ADRIANA CARRANCA / ESTADÃO
Refugiados no Porto de Augusta, Sicília; mais de 86% das mortes no mar este ano ocorreram entre o Norte da África e a costa italiana  ADRIANA CARRANCA / ESTADÃO

Pesadelo no Mediterrâneo: Lei mais dura na Europa, mais mortos no mar

Desesperados, candidatos ao refúgio lançam-se em rotas cada vez mais arriscadas

Adriana Carranca, Enviada Especial / Trappani, Itália, O Estado de S.Paulo

04 de setembro de 2016 | 05h00

TRAPPANI, ITÁLIA - Na noite do dia 25, 11 barcos foram lançados ao mar da costa da Líbia com 304 pessoas, rumo à Itália. No menor deles, viajavam oito famílias sírias. O mar parecia calmo e o contrabandista garantiu que em pouco mais de duas horas eles estariam em terra firme. Em alto-mar, porém, o cenário era outro. Os passageiros de um dos botes viram quando uma grande onda virou a pequena embarcação e jogou os 27 sírios ao mar.

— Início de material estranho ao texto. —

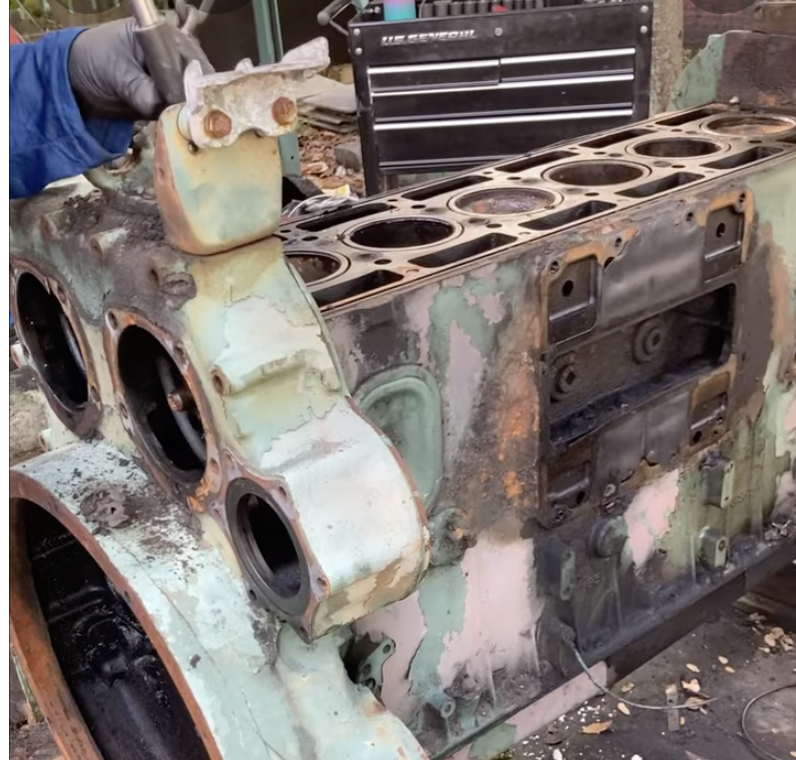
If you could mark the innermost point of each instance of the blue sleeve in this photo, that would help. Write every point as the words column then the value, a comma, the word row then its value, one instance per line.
column 50, row 140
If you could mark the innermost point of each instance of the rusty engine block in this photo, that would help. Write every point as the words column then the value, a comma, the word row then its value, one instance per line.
column 370, row 497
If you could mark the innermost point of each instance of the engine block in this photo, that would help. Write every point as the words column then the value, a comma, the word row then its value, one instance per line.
column 365, row 487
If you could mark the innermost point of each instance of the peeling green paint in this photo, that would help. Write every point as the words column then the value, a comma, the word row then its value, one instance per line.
column 493, row 742
column 442, row 598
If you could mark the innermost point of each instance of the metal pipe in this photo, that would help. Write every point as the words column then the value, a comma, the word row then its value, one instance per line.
column 146, row 14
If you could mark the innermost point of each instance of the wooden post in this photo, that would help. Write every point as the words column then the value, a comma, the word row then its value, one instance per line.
column 27, row 415
column 667, row 52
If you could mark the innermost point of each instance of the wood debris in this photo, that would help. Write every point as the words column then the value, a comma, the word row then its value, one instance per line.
column 693, row 686
column 597, row 728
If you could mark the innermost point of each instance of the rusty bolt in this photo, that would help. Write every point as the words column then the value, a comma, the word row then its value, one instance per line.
column 217, row 124
column 180, row 400
column 284, row 111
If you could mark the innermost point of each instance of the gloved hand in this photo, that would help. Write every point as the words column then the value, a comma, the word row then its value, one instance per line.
column 108, row 73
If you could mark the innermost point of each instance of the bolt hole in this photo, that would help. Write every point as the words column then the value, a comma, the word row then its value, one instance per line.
column 218, row 383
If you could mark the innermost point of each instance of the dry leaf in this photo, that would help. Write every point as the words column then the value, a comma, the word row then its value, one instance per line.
column 692, row 686
column 597, row 728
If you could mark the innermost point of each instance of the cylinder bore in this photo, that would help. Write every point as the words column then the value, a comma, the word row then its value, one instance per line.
column 595, row 173
column 504, row 201
column 403, row 232
column 68, row 616
column 267, row 547
column 161, row 406
column 314, row 267
column 54, row 350
column 676, row 147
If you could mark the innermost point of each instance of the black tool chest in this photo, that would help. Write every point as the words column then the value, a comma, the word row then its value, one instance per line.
column 453, row 90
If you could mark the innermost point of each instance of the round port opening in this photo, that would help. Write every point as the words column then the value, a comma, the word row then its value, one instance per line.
column 314, row 267
column 676, row 147
column 504, row 201
column 750, row 125
column 161, row 406
column 405, row 232
column 595, row 173
column 54, row 350
column 267, row 547
column 87, row 634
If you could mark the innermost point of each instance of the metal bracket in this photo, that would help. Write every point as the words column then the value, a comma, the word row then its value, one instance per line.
column 220, row 107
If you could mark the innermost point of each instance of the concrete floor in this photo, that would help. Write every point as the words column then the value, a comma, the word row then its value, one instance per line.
column 641, row 735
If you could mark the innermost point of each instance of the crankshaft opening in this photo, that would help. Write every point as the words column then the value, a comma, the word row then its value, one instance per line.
column 128, row 702
column 504, row 201
column 48, row 334
column 677, row 147
column 595, row 173
column 751, row 125
column 314, row 267
column 402, row 233
column 161, row 405
column 267, row 547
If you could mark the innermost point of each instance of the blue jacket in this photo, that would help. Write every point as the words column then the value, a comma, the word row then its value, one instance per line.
column 50, row 140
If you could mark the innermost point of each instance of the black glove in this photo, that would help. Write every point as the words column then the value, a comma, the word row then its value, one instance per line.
column 108, row 73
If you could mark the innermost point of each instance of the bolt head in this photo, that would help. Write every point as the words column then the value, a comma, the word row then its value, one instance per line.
column 217, row 124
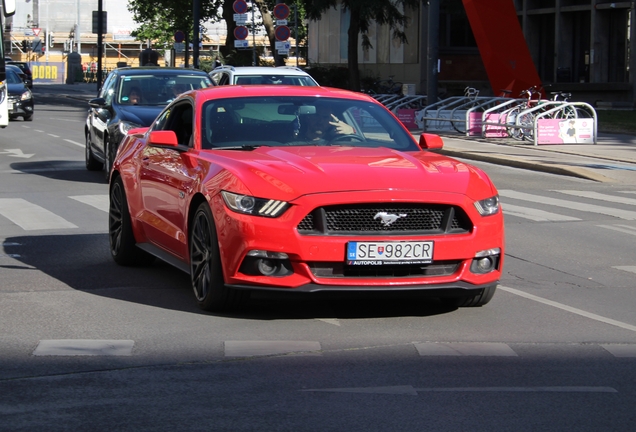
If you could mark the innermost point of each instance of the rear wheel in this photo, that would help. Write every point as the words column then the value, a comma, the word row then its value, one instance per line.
column 482, row 297
column 206, row 272
column 123, row 247
column 92, row 164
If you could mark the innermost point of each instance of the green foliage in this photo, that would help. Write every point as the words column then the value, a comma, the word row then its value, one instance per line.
column 336, row 76
column 160, row 19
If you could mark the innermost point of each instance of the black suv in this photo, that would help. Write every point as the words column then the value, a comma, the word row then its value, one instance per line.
column 26, row 69
column 132, row 98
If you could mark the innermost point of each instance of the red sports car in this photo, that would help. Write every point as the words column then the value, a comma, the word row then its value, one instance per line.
column 302, row 189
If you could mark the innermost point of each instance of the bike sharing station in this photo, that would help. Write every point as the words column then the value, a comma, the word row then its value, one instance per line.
column 540, row 121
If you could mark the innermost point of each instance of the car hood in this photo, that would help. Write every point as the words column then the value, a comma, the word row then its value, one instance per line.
column 16, row 89
column 287, row 173
column 142, row 115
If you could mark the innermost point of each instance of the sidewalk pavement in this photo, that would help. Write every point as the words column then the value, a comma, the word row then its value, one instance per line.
column 612, row 159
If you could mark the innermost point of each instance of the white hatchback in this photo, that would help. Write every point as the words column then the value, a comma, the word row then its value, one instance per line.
column 251, row 75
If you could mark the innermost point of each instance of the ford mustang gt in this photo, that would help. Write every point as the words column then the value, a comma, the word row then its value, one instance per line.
column 302, row 189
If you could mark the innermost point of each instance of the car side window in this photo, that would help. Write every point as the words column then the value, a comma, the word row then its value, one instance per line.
column 179, row 118
column 107, row 89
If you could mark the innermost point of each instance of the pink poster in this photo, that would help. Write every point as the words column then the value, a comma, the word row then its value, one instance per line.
column 407, row 117
column 565, row 131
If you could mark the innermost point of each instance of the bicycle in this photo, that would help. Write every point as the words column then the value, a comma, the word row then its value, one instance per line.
column 459, row 123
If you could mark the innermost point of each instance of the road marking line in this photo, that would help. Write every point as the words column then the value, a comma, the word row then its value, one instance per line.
column 631, row 269
column 569, row 309
column 486, row 349
column 84, row 347
column 573, row 205
column 264, row 348
column 100, row 202
column 411, row 391
column 620, row 228
column 75, row 142
column 29, row 216
column 599, row 196
column 618, row 350
column 534, row 214
column 333, row 321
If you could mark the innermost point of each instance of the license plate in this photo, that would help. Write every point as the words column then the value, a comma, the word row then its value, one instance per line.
column 381, row 253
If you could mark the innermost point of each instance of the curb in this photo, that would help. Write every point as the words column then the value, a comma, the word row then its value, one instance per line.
column 533, row 166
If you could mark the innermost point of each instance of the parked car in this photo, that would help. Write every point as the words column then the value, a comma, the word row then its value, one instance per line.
column 235, row 186
column 249, row 75
column 26, row 69
column 114, row 112
column 20, row 97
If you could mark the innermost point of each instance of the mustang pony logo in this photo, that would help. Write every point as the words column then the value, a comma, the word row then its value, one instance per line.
column 388, row 219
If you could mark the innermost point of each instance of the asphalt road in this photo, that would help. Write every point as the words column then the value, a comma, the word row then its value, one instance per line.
column 88, row 345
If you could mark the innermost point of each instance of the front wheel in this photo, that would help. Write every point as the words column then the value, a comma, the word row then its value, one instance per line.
column 206, row 272
column 482, row 297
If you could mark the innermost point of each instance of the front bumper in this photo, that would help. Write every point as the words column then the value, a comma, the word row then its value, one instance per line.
column 317, row 262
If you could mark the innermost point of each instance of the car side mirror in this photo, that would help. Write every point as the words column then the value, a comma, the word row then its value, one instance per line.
column 163, row 138
column 97, row 103
column 431, row 142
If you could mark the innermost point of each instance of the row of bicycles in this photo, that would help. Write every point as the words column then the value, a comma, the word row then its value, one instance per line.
column 501, row 116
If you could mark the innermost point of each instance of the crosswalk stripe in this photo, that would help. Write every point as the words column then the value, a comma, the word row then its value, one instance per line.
column 599, row 196
column 626, row 229
column 100, row 202
column 534, row 214
column 573, row 205
column 29, row 216
column 494, row 349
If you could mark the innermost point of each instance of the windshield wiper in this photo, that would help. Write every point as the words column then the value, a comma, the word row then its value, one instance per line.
column 248, row 147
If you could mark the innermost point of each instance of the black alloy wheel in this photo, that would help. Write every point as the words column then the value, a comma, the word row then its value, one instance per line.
column 123, row 247
column 206, row 272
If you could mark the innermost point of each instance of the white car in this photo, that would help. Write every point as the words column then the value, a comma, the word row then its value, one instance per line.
column 249, row 75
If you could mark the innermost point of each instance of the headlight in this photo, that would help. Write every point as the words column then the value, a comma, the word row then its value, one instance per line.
column 488, row 206
column 124, row 127
column 254, row 206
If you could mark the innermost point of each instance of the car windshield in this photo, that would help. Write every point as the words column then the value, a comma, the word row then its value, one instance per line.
column 157, row 89
column 12, row 77
column 295, row 121
column 274, row 79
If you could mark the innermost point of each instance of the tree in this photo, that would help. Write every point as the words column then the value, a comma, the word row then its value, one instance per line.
column 160, row 19
column 362, row 14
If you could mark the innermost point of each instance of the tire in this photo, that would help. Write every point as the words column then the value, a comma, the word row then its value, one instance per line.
column 92, row 164
column 122, row 241
column 482, row 297
column 206, row 272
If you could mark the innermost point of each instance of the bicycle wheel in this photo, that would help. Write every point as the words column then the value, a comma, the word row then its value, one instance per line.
column 511, row 118
column 526, row 121
column 459, row 123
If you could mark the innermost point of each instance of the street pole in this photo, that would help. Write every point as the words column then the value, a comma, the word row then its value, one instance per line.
column 196, row 15
column 100, row 48
column 432, row 57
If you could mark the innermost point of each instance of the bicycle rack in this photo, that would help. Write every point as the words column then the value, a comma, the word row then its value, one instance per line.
column 498, row 128
column 555, row 123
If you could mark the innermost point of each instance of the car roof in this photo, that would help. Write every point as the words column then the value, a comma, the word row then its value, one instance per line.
column 157, row 70
column 261, row 70
column 278, row 90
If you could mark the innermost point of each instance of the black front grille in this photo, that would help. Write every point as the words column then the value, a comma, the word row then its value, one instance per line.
column 383, row 219
column 341, row 270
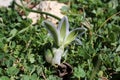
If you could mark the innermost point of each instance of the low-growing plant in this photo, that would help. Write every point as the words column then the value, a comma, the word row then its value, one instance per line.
column 62, row 38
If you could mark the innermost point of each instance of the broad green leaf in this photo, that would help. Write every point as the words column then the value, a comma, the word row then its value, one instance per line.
column 118, row 49
column 64, row 28
column 72, row 35
column 79, row 72
column 12, row 70
column 48, row 56
column 4, row 78
column 52, row 30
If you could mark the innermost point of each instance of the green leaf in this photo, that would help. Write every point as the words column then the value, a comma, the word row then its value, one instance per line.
column 64, row 28
column 4, row 78
column 12, row 70
column 118, row 49
column 31, row 58
column 79, row 72
column 48, row 56
column 25, row 77
column 52, row 30
column 13, row 32
column 72, row 35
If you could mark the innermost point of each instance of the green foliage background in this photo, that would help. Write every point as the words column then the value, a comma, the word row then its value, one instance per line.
column 22, row 45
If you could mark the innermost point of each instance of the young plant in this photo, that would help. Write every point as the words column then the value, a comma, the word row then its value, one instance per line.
column 62, row 38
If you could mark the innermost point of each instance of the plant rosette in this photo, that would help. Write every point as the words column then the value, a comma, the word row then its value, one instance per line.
column 62, row 38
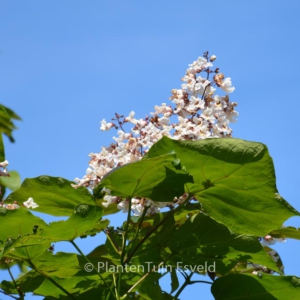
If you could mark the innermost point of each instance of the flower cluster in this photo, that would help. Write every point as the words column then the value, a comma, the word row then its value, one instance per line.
column 28, row 204
column 197, row 113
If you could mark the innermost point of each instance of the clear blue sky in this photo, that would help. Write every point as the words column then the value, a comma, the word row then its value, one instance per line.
column 66, row 65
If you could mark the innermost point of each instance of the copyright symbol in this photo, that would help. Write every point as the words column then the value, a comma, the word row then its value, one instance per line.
column 89, row 267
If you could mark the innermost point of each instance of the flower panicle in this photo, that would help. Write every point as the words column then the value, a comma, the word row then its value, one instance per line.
column 196, row 112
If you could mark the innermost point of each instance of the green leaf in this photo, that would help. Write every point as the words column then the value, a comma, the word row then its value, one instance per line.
column 54, row 195
column 13, row 182
column 28, row 282
column 203, row 242
column 174, row 281
column 84, row 221
column 61, row 265
column 251, row 287
column 234, row 180
column 199, row 244
column 156, row 178
column 17, row 223
column 286, row 232
column 2, row 152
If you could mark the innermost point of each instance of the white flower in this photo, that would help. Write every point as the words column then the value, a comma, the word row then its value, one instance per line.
column 30, row 203
column 227, row 86
column 4, row 164
column 106, row 126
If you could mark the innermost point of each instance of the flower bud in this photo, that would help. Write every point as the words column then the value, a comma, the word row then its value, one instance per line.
column 212, row 58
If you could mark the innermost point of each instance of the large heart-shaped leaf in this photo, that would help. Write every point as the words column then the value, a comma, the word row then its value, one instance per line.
column 160, row 179
column 54, row 195
column 252, row 287
column 234, row 180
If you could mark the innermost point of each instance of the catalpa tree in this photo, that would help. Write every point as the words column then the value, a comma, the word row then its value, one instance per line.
column 197, row 201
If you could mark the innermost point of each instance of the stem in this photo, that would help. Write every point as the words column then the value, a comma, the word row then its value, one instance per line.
column 147, row 235
column 9, row 295
column 82, row 254
column 21, row 294
column 200, row 281
column 139, row 225
column 142, row 278
column 51, row 279
column 187, row 282
column 126, row 233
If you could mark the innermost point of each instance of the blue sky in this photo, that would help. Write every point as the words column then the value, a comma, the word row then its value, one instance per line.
column 66, row 65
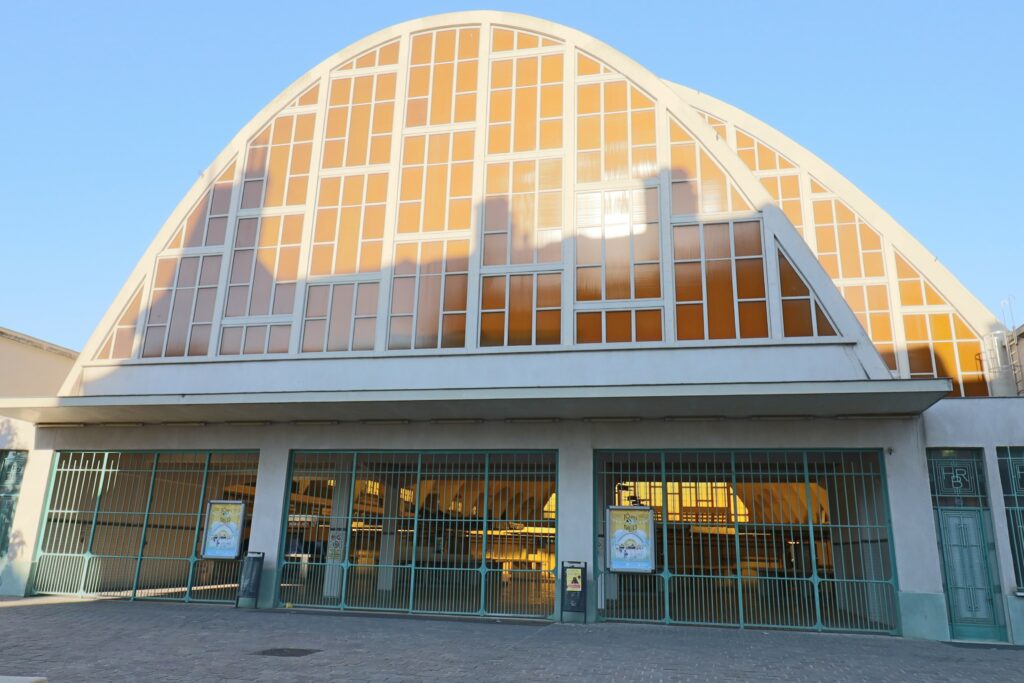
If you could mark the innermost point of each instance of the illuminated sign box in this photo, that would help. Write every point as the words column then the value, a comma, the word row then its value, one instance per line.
column 630, row 534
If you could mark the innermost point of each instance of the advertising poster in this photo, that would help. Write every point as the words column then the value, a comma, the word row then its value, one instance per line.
column 573, row 580
column 631, row 539
column 222, row 539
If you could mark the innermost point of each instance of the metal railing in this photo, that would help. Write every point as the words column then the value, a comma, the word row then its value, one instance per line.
column 755, row 539
column 129, row 524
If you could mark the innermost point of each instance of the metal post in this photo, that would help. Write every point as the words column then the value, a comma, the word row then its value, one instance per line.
column 665, row 539
column 416, row 530
column 92, row 529
column 814, row 555
column 483, row 539
column 145, row 526
column 199, row 524
column 735, row 537
column 348, row 534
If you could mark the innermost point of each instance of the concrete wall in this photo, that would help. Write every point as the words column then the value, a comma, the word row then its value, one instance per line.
column 28, row 368
column 32, row 368
column 980, row 423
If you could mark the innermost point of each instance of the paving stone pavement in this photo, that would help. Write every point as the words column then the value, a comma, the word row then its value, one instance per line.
column 107, row 640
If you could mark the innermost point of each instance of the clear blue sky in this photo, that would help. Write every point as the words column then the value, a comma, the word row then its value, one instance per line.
column 111, row 110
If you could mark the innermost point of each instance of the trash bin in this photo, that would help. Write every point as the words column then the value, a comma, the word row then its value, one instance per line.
column 252, row 569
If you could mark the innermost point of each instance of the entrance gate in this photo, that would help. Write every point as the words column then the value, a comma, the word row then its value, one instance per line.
column 423, row 531
column 963, row 521
column 764, row 539
column 129, row 524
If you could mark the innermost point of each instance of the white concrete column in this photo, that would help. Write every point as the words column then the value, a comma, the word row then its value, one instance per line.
column 923, row 604
column 576, row 512
column 268, row 515
column 338, row 535
column 16, row 566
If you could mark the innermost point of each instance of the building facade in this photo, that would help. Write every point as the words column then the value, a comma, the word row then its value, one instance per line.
column 31, row 368
column 476, row 279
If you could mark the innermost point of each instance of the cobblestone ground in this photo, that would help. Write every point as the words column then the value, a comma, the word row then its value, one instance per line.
column 75, row 640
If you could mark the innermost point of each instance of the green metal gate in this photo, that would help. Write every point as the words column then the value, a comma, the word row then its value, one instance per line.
column 422, row 531
column 754, row 539
column 129, row 524
column 964, row 525
column 11, row 470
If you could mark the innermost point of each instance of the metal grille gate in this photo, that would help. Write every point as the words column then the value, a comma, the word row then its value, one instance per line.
column 11, row 469
column 764, row 539
column 964, row 527
column 424, row 531
column 129, row 524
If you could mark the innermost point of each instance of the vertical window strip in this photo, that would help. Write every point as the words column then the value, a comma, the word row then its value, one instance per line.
column 359, row 118
column 278, row 163
column 698, row 183
column 802, row 312
column 525, row 103
column 264, row 266
column 121, row 338
column 520, row 309
column 442, row 77
column 180, row 312
column 436, row 182
column 340, row 317
column 939, row 341
column 522, row 213
column 428, row 295
column 720, row 281
column 617, row 245
column 348, row 235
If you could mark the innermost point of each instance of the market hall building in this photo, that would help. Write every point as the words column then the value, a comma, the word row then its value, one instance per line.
column 476, row 279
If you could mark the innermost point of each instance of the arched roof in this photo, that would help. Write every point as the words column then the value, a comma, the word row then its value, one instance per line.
column 256, row 261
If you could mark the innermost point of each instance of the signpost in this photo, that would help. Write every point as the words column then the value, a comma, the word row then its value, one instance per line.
column 630, row 534
column 574, row 589
column 223, row 532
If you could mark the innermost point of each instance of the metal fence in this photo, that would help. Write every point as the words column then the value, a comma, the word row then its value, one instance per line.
column 755, row 539
column 11, row 470
column 424, row 531
column 130, row 524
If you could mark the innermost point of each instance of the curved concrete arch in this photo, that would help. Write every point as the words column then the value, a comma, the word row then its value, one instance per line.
column 977, row 314
column 669, row 100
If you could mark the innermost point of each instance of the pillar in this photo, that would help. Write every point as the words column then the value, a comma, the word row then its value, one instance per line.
column 268, row 515
column 576, row 514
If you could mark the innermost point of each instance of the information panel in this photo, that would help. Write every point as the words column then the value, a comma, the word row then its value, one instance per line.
column 223, row 535
column 630, row 534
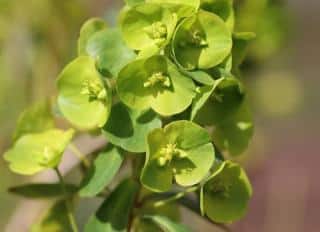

O bote estava distante demais, lotado demais, sem comunicação para pedir socorro e sem combustível suficiente para retornar – uma estratégia dos traficantes, para obter mais lucro, é lançar as embarcações ao mar com combustível suficiente apenas para chegar até águas internacionais, onde operam os navios de resgate no Mar Mediterrâneo. Com o filho de 5 anos em um dos braços, Abdel Azis el-Assaf tentou sustentar a mulher com o outro, mas teve de deixá-la por um momento para socorrer a filha. 

Assaf nadou até a menina, mas, ao aproximar-se dela, viu que estava morta. Quando tentou voltar ao ponto onde deixara a mulher, Jihan, já não a encontrou. Provavelmente, afundara – o grupo usava colete salva-vidas, mas os artefatos, entregues pelos traficantes, são falsos, preenchidos apenas com espuma. 

Duas crianças morreram por dia no Mediterrâneo no último ano, desde 1.º de setembro de 2015, quando a foto do corpo do menino sírio Aylan Kurdi, encontrado em uma praia da Turquia, chocou o mundo. A imagem obrigou a União Europeia a responder à tragédia, mas não evitou que outras 4.376 pessoas morressem no mar nestes 12 meses. São 6.600 desde janeiro de 2015; 9.969 desde 2014, quando o grupo jihadista Estado Islâmico (EI) avançou sobre terras sírias e iraquianas e a guerra se intensificou. 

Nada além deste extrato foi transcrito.